When ADR divorce works

| Feb 19, 2021 | Divorce |

Although traditional divorce conjures up images of courtroom drama and custody battles that end up in hurt feelings that linger, many Californians are discovering that they have other options now. Alternative Dispute Resolution, or ADR, methods are growing increasingly popular as alternatives to litigated divorce.

There are many benefits to ADR methods when going through divorce. A divorce that is handled out of court is not only far less expensive, it also takes much less time than a contested divorce proceeding. Litigation costs include lawyer’s fees on each side, court costs and appraisals and retainer fees during a lengthy proceeding that can go on for years.

ADR offers a less confrontational approach to divorce where both sides can resolve their differences in private. A non-litigated divorce is more civil and provides both sides with opportunities to explore options that allow both sides to come away with something of value. This can lead to an amicable settlement agreement, which is good not only for the spouses but also for the children.

Two approaches to out-of-court settlements

Both mediation and collaborative divorce are becoming more common in California, and each has effective methods of bringing both sides together to create a win-win for everyone involved.

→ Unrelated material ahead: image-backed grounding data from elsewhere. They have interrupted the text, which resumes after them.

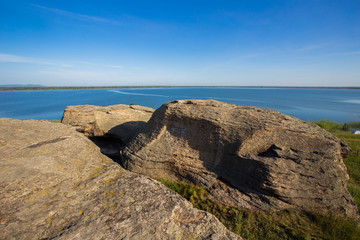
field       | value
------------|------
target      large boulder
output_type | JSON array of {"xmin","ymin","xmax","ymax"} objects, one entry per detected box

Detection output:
[
  {"xmin": 121, "ymin": 100, "xmax": 358, "ymax": 219},
  {"xmin": 61, "ymin": 104, "xmax": 154, "ymax": 144},
  {"xmin": 0, "ymin": 118, "xmax": 241, "ymax": 240}
]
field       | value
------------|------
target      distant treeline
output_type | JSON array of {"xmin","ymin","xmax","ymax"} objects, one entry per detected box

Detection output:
[
  {"xmin": 1, "ymin": 86, "xmax": 360, "ymax": 91},
  {"xmin": 0, "ymin": 86, "xmax": 172, "ymax": 91}
]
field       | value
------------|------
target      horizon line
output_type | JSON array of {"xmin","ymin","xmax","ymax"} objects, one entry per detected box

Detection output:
[{"xmin": 1, "ymin": 85, "xmax": 360, "ymax": 91}]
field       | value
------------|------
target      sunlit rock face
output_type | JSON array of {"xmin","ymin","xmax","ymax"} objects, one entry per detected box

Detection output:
[{"xmin": 0, "ymin": 118, "xmax": 242, "ymax": 240}]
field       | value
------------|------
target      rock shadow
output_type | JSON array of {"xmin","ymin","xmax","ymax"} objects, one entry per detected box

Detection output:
[
  {"xmin": 107, "ymin": 121, "xmax": 147, "ymax": 143},
  {"xmin": 90, "ymin": 136, "xmax": 124, "ymax": 163},
  {"xmin": 166, "ymin": 118, "xmax": 275, "ymax": 198},
  {"xmin": 91, "ymin": 121, "xmax": 147, "ymax": 164}
]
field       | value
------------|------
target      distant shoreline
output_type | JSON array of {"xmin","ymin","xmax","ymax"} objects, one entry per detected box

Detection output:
[{"xmin": 1, "ymin": 86, "xmax": 360, "ymax": 91}]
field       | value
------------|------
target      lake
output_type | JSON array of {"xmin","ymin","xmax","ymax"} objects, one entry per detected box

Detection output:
[{"xmin": 0, "ymin": 88, "xmax": 359, "ymax": 123}]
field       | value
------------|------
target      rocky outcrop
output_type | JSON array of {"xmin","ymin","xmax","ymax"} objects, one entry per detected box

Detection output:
[
  {"xmin": 0, "ymin": 118, "xmax": 241, "ymax": 240},
  {"xmin": 121, "ymin": 100, "xmax": 358, "ymax": 219},
  {"xmin": 61, "ymin": 104, "xmax": 154, "ymax": 144},
  {"xmin": 61, "ymin": 104, "xmax": 155, "ymax": 160}
]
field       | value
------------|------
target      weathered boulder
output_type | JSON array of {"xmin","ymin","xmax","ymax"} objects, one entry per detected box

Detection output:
[
  {"xmin": 61, "ymin": 104, "xmax": 154, "ymax": 144},
  {"xmin": 0, "ymin": 118, "xmax": 241, "ymax": 240},
  {"xmin": 121, "ymin": 100, "xmax": 358, "ymax": 219}
]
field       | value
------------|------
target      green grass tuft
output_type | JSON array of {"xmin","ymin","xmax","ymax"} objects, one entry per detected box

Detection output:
[{"xmin": 48, "ymin": 120, "xmax": 61, "ymax": 123}]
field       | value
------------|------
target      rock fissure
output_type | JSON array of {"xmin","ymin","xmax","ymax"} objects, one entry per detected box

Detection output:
[{"xmin": 27, "ymin": 137, "xmax": 68, "ymax": 148}]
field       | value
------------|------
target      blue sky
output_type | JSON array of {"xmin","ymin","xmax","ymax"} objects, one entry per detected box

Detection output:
[{"xmin": 0, "ymin": 0, "xmax": 359, "ymax": 86}]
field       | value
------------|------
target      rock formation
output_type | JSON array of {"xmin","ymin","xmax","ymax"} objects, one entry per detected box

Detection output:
[
  {"xmin": 61, "ymin": 104, "xmax": 154, "ymax": 144},
  {"xmin": 61, "ymin": 104, "xmax": 154, "ymax": 160},
  {"xmin": 121, "ymin": 100, "xmax": 358, "ymax": 219},
  {"xmin": 0, "ymin": 118, "xmax": 241, "ymax": 240}
]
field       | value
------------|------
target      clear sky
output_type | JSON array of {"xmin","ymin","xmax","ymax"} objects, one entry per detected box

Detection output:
[{"xmin": 0, "ymin": 0, "xmax": 359, "ymax": 86}]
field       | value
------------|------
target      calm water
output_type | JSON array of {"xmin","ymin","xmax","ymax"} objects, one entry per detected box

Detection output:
[{"xmin": 0, "ymin": 88, "xmax": 359, "ymax": 123}]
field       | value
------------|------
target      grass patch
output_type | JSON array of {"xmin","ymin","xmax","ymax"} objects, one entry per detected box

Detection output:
[
  {"xmin": 159, "ymin": 179, "xmax": 360, "ymax": 240},
  {"xmin": 314, "ymin": 120, "xmax": 346, "ymax": 131},
  {"xmin": 48, "ymin": 120, "xmax": 61, "ymax": 123}
]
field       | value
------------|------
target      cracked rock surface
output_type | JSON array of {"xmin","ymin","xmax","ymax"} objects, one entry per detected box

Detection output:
[
  {"xmin": 0, "ymin": 118, "xmax": 241, "ymax": 240},
  {"xmin": 121, "ymin": 99, "xmax": 358, "ymax": 219}
]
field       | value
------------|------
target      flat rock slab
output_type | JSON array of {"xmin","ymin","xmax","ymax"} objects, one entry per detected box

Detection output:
[
  {"xmin": 122, "ymin": 100, "xmax": 358, "ymax": 219},
  {"xmin": 61, "ymin": 104, "xmax": 154, "ymax": 144},
  {"xmin": 0, "ymin": 118, "xmax": 241, "ymax": 240}
]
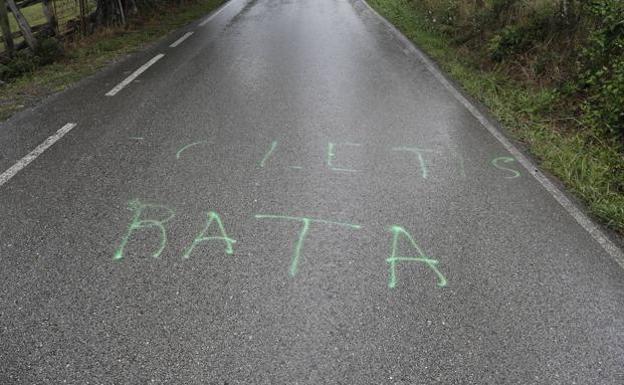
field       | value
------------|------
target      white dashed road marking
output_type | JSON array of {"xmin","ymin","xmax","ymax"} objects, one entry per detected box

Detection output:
[
  {"xmin": 199, "ymin": 0, "xmax": 234, "ymax": 26},
  {"xmin": 105, "ymin": 54, "xmax": 165, "ymax": 96},
  {"xmin": 170, "ymin": 32, "xmax": 194, "ymax": 48},
  {"xmin": 0, "ymin": 123, "xmax": 77, "ymax": 188}
]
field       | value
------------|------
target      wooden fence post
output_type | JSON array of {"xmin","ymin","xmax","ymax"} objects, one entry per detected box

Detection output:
[
  {"xmin": 42, "ymin": 0, "xmax": 57, "ymax": 35},
  {"xmin": 6, "ymin": 0, "xmax": 36, "ymax": 50},
  {"xmin": 78, "ymin": 0, "xmax": 84, "ymax": 33},
  {"xmin": 0, "ymin": 0, "xmax": 14, "ymax": 55}
]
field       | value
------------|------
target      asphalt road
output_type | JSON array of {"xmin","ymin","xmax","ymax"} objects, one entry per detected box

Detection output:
[{"xmin": 1, "ymin": 0, "xmax": 623, "ymax": 383}]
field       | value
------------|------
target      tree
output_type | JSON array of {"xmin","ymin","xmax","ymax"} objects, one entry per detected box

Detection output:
[{"xmin": 94, "ymin": 0, "xmax": 140, "ymax": 26}]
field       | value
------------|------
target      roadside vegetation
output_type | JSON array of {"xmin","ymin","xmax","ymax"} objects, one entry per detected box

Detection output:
[
  {"xmin": 0, "ymin": 0, "xmax": 224, "ymax": 119},
  {"xmin": 367, "ymin": 0, "xmax": 624, "ymax": 233}
]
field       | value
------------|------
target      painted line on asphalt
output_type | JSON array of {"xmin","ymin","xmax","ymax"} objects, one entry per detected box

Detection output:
[
  {"xmin": 198, "ymin": 0, "xmax": 234, "ymax": 26},
  {"xmin": 105, "ymin": 54, "xmax": 165, "ymax": 96},
  {"xmin": 0, "ymin": 123, "xmax": 77, "ymax": 188},
  {"xmin": 170, "ymin": 32, "xmax": 194, "ymax": 48},
  {"xmin": 360, "ymin": 0, "xmax": 624, "ymax": 267}
]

Mediation offers resolution to conflicts through a neutral third party, often a family law attorney. The mediator is skilled at discovering both points of contention as well as areas of agreement between the two sides.

After meeting with each side to discover priorities and concerns, the task of the mediator is to bring both sides together to identify areas where they can find resolution, and then use this momentum to work toward the resolution of larger conflicts. Each side is encouraged to recognize that they will come away with some, but not all, of what they want.

Collaborative divorce is an interest-based negotiation between both sides who are each represented by the skilled resources of a collaborative lawyer. At the outset, both attorneys sign an agreement that they will not take the case to court, and if an agreement cannot be reached, then they will withdraw.

Often, the collaborative divorce process also includes the services of a mental health professional who helps both sides to work through difficult emotional triggers that may arise, as well as financial advisors to help with the financial aspects of the settlement.

Finding a family law group in Livermore and the Bay Area skilled in ADR methods can provide opportunities for a peaceful transition to a new life chapter for everyone involved.